Issue is only cleared by rebooting compute and ceph nodes
Can we exclude a ceph issue being the root cause here?
Can you elaborate on the state of the system at the time of the hang?
How is memory use?
What are the ulimit settings? This sort of hang can occur if ulimit is too low
and you run out of file descriptors.
Are there any abnormal messages in dmesg?
Is ceph being used for nova disks?
I was using CEPH for Glance and ephemeral storage. 60 compute nodes.
After further investigation:
The issue is clearly caused by nova-compute waiting on the futex with the ceph servers. I have observed that the ceph servers start to have an issue and then all the computes get stuck in the futex.
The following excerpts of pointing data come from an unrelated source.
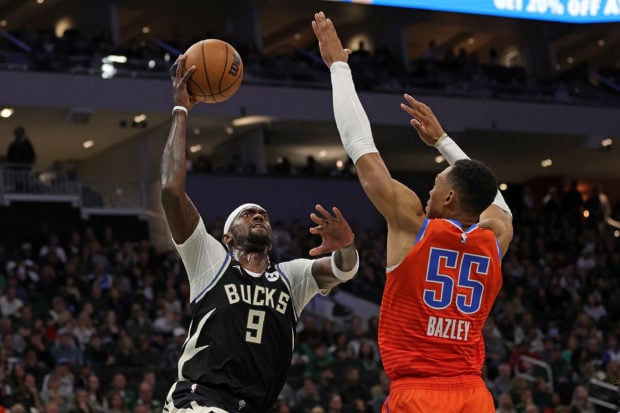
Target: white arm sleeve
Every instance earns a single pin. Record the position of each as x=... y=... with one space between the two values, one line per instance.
x=203 y=256
x=351 y=119
x=298 y=274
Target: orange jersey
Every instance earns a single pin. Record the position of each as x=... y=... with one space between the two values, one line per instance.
x=437 y=300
Clearing the issues on the ceph servers clears the issues on the nova-computes.
They all come back to life without any action required on the compute systems.
So, it seems like we probably need some type of timer to make sure that CEPH can't block nova-compute indefinitely.
Can we have more debugging info for this one?
It looks like you fixed the issue, but I don't see how?
If you have a fix we should consider, please post it and then we will do our best implement it.
I have no fix, just the observation that clearing the CEPH issues unblocked the futex on nova. (restarted CEPH machines)
I no longer work on OpenStack so i can not help any further.
Thanks for your reply Mark.
This issue is still a bit obscur to me, so if we can't reproduce it or get more results I suggest we close this.